Hello, it’s been a very long time since I posted anything on this blog. COVID hasn’t been very kind to our family, we lost three family members, and as I write this post, another family member is COVID positive.
But the pandemic gave me the opportunity to look into things that I wouldn’t have looked at before — mostly to maintain my sanity.
One of those things that I took up during the pandemic is videography. I’m by no means a serious videographer, but it’s something I’ve been learning about. There are many things to learn about making good videos, such as locking focus, white balance and exposure during filming, and having a solid post-processing workflow.
For now, I will focus on one thing that had me scratching my head until I learned about it this year. Namely, flickering light in videos.
If your shoot indoors, or if you shoot a video where a fluorescent light is in your composition, it is possible to get lights flickering in your video.
For many years I just thought that this was inevitable and that the only reason it doesn’t appear in movies or YouTube videos is that they are using some sort of advanced camera that prevented this.

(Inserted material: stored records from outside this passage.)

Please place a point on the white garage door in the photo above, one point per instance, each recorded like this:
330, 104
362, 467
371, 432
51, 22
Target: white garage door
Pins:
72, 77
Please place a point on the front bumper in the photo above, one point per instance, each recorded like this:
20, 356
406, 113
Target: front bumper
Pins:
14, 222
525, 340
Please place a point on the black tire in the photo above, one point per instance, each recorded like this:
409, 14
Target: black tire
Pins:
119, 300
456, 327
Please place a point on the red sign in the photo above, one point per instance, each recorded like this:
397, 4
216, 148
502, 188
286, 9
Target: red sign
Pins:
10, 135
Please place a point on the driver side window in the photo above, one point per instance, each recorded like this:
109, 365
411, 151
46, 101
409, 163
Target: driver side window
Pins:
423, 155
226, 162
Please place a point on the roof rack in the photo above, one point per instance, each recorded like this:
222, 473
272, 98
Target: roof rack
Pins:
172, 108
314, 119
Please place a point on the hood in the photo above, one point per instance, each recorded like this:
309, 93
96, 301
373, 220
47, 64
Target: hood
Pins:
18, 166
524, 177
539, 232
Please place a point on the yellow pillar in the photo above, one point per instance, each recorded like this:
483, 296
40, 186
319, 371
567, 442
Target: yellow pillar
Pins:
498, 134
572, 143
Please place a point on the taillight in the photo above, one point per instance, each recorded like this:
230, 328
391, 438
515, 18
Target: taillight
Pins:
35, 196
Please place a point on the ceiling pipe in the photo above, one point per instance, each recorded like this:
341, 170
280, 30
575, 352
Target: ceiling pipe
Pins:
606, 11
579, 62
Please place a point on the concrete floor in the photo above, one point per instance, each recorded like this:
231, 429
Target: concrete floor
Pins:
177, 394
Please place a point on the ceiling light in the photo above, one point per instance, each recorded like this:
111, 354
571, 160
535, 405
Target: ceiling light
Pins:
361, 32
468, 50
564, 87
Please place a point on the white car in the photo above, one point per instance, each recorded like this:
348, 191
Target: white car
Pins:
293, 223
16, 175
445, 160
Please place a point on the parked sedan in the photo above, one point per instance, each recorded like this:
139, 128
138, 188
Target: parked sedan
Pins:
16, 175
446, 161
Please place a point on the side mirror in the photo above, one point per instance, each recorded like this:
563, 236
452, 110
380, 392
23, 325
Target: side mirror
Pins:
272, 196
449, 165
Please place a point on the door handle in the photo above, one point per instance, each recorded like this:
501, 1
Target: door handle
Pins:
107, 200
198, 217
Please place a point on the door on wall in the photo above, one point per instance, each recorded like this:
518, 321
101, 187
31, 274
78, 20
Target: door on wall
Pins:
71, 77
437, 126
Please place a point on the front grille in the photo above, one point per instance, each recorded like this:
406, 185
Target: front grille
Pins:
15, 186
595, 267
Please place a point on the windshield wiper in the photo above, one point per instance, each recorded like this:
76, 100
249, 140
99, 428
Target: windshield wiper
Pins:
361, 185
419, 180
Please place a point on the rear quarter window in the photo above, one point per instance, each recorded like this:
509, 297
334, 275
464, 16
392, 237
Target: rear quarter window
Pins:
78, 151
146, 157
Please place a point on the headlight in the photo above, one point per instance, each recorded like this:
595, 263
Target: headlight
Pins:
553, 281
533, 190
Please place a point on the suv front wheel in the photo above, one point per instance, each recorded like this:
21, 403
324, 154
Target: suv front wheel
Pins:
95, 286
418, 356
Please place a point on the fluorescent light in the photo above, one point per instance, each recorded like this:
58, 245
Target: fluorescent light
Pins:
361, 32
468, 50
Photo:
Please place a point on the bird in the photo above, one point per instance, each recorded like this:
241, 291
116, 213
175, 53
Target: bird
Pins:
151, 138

It turned out that the issue was much easier to solve. Fluorescent light, and dimmed LED light, uses alternating current, AC, electricity. If we were to draw a waveform representing AC, it would look like a sine wave. It’s not a constant value, it’s a wave that varies over time, effectively switching the lights on and off many times per second.
This switching is done so fast, that our eyes can’t see it. To us, the lights appear as one continuous source of light. However, depending on the settings of your camera, the sensor in your camera can pick up different levels of light depending on the point of the sine wave of electricity it chooses to shoot a frame at.
Let me try to simplify this a bit more. When you are shooting videos, you are essentially taking many photos in succession – the number of photos you take per second is referred to as your frame rate and is measured in frames per second (fps). Each camera gives you a range of choices for this setting.
Your choice of frame rate has several creative uses, such as reducing or increasing motion blur, the ability to create slow motion by playing back high frame rate videos at lower rates, etc.
But for the purpose of this post, I will concentrate on the effect of frame rates on light flicker. Those of you coming from the photography world probably already know that lighting is everything in photography, changing the light will, among other effects, change the exposure of the photo — making it brighter or darker.
Since videos are essentially many photos shot in succession, what this means is that in order to get consistent lighting in each frame (photo), and hence avoid flicker, each frame should be shot when the brightness of the artificial light being used is the same.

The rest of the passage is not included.